All Day (so long as the day is only 71 minutes long and has a working internet connection): A review of the new Girl Talk

This is a review of the album All Day by Girl Talk. You can download this album for free here.

11.24.10: This album is beyond review. There is no framework for critiquing novelty music because the framework for creating it is far too enigmatic/self-effacing/temporary to be taken so seriously. Like the self-confident weirdo kid in high school. That kid knows he will find success, so he's above the criticism of the bullies, the stuffy adults, the weirdo kids who have no self-confidence, everyone, anyone.

This is just dumb fun, a static albeit danceable hum. An amalgamation of the cultural stream, both current and past. People who don't like to have fun, or hate themselves, or have myriad other personality defects / deep-seated emotional issues, will, without a doubt, abhor novelty music. But mostly it just makes us normal people smile, captures zeitgeists, connects broad segments of culture both swiftly and simply, that sort of stuff. It's harmless.
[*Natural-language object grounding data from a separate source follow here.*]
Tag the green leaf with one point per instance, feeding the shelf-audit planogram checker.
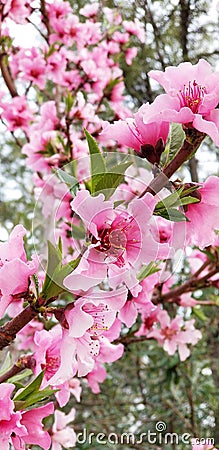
(56, 272)
(7, 364)
(77, 232)
(54, 262)
(199, 313)
(175, 142)
(173, 214)
(69, 180)
(56, 286)
(148, 270)
(69, 101)
(188, 200)
(97, 162)
(20, 376)
(30, 388)
(37, 397)
(169, 201)
(111, 180)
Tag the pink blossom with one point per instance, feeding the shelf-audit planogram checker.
(32, 421)
(130, 54)
(175, 334)
(33, 67)
(203, 216)
(17, 114)
(89, 10)
(147, 140)
(10, 421)
(70, 387)
(83, 340)
(136, 28)
(192, 97)
(149, 318)
(96, 376)
(25, 337)
(62, 434)
(117, 247)
(47, 351)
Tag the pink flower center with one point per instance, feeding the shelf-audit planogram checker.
(98, 314)
(113, 240)
(51, 366)
(192, 96)
(168, 333)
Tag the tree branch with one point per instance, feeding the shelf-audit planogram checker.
(7, 76)
(24, 362)
(190, 145)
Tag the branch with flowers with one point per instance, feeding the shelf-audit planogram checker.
(113, 219)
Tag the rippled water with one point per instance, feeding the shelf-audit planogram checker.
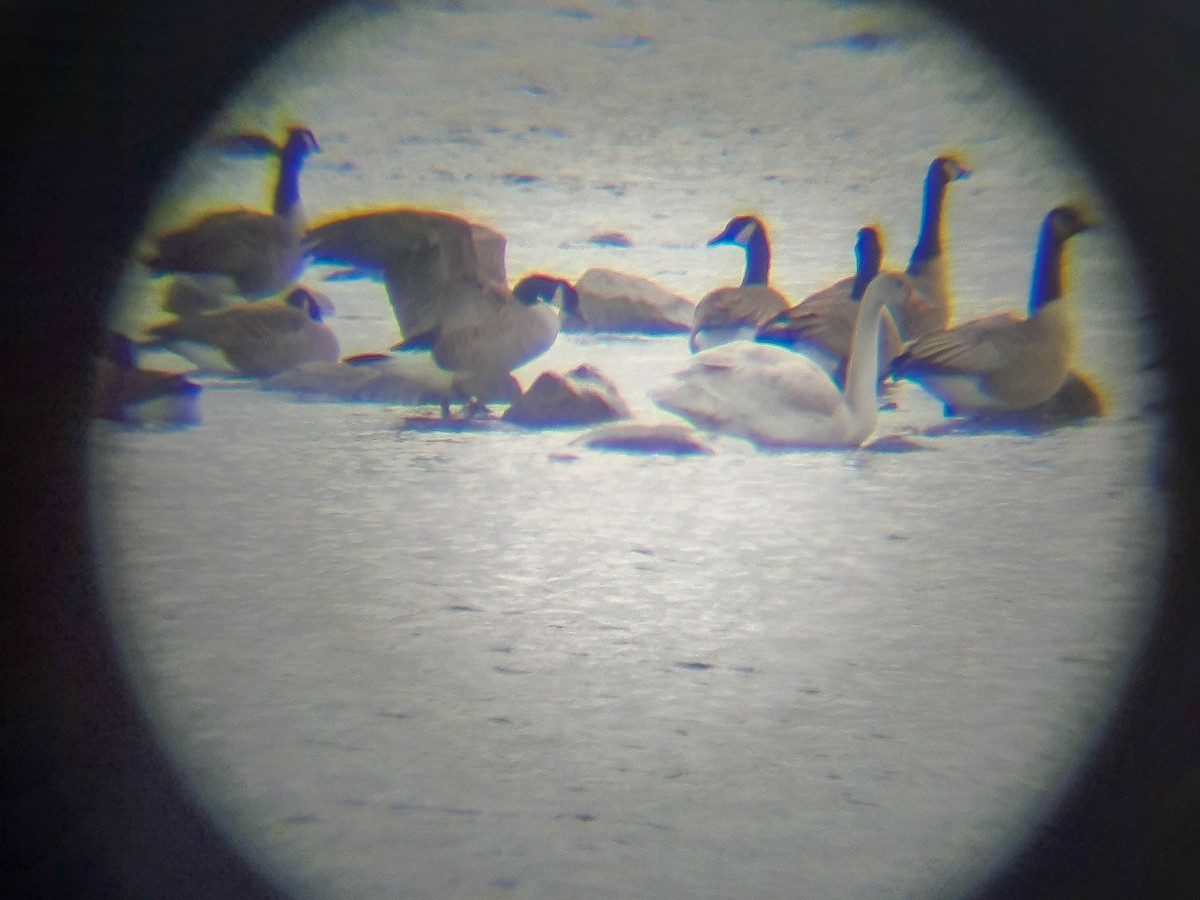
(412, 663)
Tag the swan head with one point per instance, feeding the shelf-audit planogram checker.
(739, 231)
(304, 300)
(948, 168)
(558, 293)
(1067, 221)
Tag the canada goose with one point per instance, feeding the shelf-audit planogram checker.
(251, 339)
(731, 313)
(1003, 363)
(822, 324)
(475, 327)
(261, 253)
(779, 399)
(126, 394)
(927, 267)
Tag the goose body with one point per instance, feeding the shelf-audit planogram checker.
(252, 253)
(251, 339)
(441, 292)
(126, 394)
(822, 324)
(735, 313)
(928, 271)
(779, 399)
(1005, 363)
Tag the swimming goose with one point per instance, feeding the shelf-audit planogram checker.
(822, 324)
(927, 267)
(1003, 363)
(126, 394)
(731, 313)
(779, 399)
(252, 339)
(474, 325)
(255, 253)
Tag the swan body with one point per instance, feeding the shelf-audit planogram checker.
(1005, 363)
(253, 253)
(927, 268)
(251, 339)
(735, 313)
(822, 324)
(779, 399)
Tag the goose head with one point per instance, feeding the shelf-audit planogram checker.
(1060, 225)
(739, 231)
(948, 168)
(558, 293)
(750, 234)
(1067, 221)
(299, 143)
(305, 301)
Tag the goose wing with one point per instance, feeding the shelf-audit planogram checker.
(751, 304)
(229, 241)
(427, 259)
(979, 347)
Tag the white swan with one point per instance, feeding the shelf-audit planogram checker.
(779, 399)
(1003, 363)
(252, 339)
(261, 253)
(733, 313)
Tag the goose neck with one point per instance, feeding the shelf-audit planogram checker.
(1047, 269)
(863, 365)
(287, 186)
(757, 258)
(929, 240)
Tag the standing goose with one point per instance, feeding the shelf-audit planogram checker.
(1003, 363)
(732, 313)
(822, 324)
(927, 267)
(123, 393)
(779, 399)
(251, 339)
(259, 253)
(444, 303)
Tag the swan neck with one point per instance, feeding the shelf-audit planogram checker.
(863, 365)
(1047, 269)
(757, 258)
(929, 240)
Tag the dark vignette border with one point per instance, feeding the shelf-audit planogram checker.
(99, 100)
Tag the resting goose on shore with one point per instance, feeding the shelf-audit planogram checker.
(252, 339)
(474, 327)
(822, 324)
(252, 253)
(927, 267)
(1003, 363)
(737, 312)
(123, 393)
(779, 399)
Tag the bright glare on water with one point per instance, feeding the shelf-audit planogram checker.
(427, 663)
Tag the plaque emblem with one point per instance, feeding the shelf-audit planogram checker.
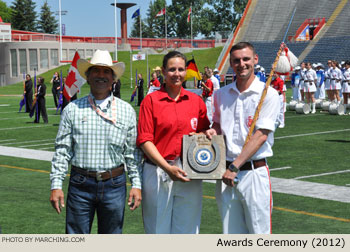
(204, 158)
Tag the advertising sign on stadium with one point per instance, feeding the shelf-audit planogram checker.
(304, 35)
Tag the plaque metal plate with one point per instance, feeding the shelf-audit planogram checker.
(204, 158)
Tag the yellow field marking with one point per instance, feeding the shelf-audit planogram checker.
(212, 197)
(312, 214)
(24, 169)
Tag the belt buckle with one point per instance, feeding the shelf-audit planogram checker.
(99, 176)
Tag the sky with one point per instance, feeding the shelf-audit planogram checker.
(92, 18)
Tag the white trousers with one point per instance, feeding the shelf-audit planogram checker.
(170, 207)
(280, 116)
(320, 93)
(296, 93)
(209, 105)
(246, 207)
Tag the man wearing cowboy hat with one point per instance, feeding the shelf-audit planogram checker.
(97, 136)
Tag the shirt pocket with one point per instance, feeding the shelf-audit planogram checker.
(117, 136)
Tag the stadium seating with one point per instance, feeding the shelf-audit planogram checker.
(269, 20)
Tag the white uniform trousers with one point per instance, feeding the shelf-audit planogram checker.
(309, 87)
(296, 93)
(345, 87)
(246, 207)
(321, 92)
(209, 104)
(170, 207)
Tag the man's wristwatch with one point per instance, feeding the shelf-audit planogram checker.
(233, 168)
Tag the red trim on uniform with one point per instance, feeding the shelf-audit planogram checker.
(209, 85)
(163, 121)
(268, 172)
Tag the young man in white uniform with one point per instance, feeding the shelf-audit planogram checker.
(336, 76)
(327, 81)
(346, 84)
(320, 93)
(310, 80)
(302, 75)
(245, 207)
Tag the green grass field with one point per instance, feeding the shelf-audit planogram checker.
(306, 145)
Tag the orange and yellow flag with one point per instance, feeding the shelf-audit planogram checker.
(192, 70)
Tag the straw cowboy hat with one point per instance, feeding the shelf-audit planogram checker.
(100, 58)
(157, 68)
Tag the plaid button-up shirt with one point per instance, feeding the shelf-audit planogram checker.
(88, 141)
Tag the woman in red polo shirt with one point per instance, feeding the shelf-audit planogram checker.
(168, 204)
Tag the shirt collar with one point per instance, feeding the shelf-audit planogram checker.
(110, 99)
(162, 94)
(255, 87)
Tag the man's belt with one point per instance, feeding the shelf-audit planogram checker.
(100, 176)
(248, 165)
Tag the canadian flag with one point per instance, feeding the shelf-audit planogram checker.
(189, 15)
(161, 13)
(74, 81)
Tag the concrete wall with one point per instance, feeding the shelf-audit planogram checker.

That said, to call it a great, or even an important artistic statement is bullshit, too. Even Girl Talk's first record, or whoever the first dude was to 'mash two songs together' (Destiny's Child / Nirvana?) doesn't merit that kind of praise. Mashups today, in general, as a novelty item / genre, are becoming outdated. But they've always been the stuff of novelty. This is a fact. Mashups are the same as what Parry Gripp does is the same as all non-parody 'Weird' Al songs is the same as 92% of all white people rapping, etc*. While we wait ever so patiently to see if P4k gives Girl Talk another 8+ review, the real question is, should we be reviewing this product at all?

Because it's hardly a product, in the consumer/capitalist sense. That's the main thing. It's the endgame of Girl Talk's personal brand as a DJ, his life's work even, and it is certainly the reason he gets gigs / makes money, but he doesn't make a penny off of the downloads (in fact, he might even be paying for it).
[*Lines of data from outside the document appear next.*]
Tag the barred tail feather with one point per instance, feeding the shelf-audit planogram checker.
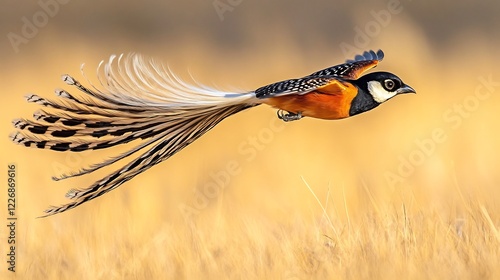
(191, 130)
(139, 99)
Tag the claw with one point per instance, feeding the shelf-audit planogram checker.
(288, 116)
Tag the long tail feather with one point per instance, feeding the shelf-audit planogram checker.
(139, 99)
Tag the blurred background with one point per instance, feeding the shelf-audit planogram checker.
(431, 149)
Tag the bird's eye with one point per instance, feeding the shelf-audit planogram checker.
(389, 84)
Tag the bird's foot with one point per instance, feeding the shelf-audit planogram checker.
(288, 116)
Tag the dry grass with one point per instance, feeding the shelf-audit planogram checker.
(344, 220)
(390, 242)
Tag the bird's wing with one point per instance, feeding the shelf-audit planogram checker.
(352, 69)
(301, 86)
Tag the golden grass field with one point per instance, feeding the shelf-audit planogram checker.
(409, 190)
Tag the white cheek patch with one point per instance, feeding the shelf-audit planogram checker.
(378, 92)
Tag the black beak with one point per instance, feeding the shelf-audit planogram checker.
(405, 89)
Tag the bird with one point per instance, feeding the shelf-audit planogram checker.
(141, 99)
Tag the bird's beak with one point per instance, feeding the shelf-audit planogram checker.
(405, 89)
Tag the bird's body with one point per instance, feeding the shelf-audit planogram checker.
(144, 101)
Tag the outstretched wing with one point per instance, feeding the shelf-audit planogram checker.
(352, 69)
(331, 77)
(299, 86)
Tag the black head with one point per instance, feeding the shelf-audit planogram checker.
(382, 86)
(376, 88)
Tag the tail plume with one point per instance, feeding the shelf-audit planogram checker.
(140, 100)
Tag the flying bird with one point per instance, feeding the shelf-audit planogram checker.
(141, 99)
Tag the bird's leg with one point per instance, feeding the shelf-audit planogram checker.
(289, 116)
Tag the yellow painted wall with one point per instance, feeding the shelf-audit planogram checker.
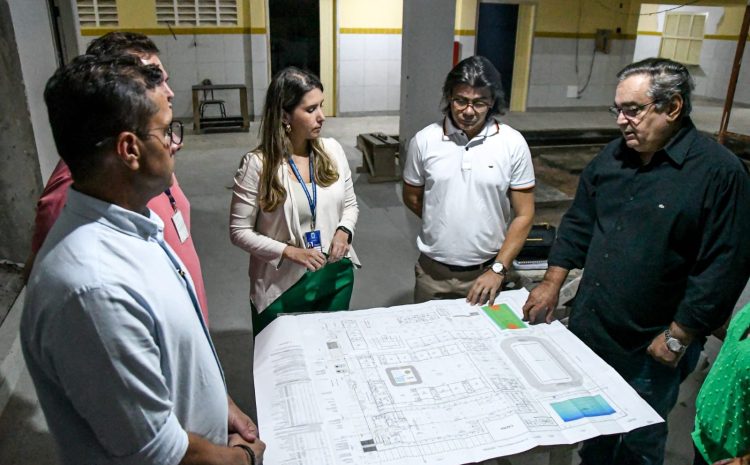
(728, 27)
(731, 23)
(257, 14)
(370, 14)
(648, 21)
(328, 53)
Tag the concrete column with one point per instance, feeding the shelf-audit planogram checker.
(20, 179)
(27, 60)
(426, 58)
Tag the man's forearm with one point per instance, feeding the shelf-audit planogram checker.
(203, 452)
(555, 276)
(518, 231)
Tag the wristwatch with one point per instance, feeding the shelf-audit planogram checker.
(673, 344)
(499, 268)
(347, 231)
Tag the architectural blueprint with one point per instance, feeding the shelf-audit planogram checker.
(436, 383)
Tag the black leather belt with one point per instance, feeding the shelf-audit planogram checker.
(468, 267)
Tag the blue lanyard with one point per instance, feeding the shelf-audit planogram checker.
(312, 201)
(190, 287)
(172, 201)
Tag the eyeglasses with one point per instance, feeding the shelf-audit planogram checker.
(462, 104)
(172, 135)
(629, 112)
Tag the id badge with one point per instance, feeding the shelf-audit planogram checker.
(312, 240)
(180, 226)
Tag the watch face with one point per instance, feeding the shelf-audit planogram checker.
(674, 345)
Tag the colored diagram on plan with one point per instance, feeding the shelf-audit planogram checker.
(503, 316)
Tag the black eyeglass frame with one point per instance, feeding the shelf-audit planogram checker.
(175, 128)
(462, 104)
(175, 132)
(631, 112)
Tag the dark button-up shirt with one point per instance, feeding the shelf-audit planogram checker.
(668, 241)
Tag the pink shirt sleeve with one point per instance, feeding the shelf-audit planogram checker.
(185, 250)
(50, 204)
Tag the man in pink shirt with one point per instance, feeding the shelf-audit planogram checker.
(172, 206)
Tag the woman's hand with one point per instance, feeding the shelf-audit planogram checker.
(311, 259)
(339, 246)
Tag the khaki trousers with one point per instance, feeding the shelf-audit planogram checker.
(435, 281)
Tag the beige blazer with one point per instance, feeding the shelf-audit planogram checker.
(265, 235)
(So, before I go any further, the real point of my words here, and any future words I may write under the auspicious banner of rock criticism, is that Robert Christgau is an idiot. "My body already knew what my powers of distinction told me when I replayed the Pittsburgh DJ's 2006 breakthrough mashup Night Ripper, which is that this is the one that goes for the jugular," he writes in his 40-word, "A"-graded "review" of GT's 2008 Feed the Animals. He gave Night Ripper an A-, by the way. As if that doesn't make my entire point. How is one album 3-6 percentage points better than the other? It's the exact same thing, just with different samples, right? If a rock band released such *similar* albums they'd be crucified. But what do I know? My name isn't the 2nd result when you Google "rock criticism." Fuck. I like his little bomb icon though.)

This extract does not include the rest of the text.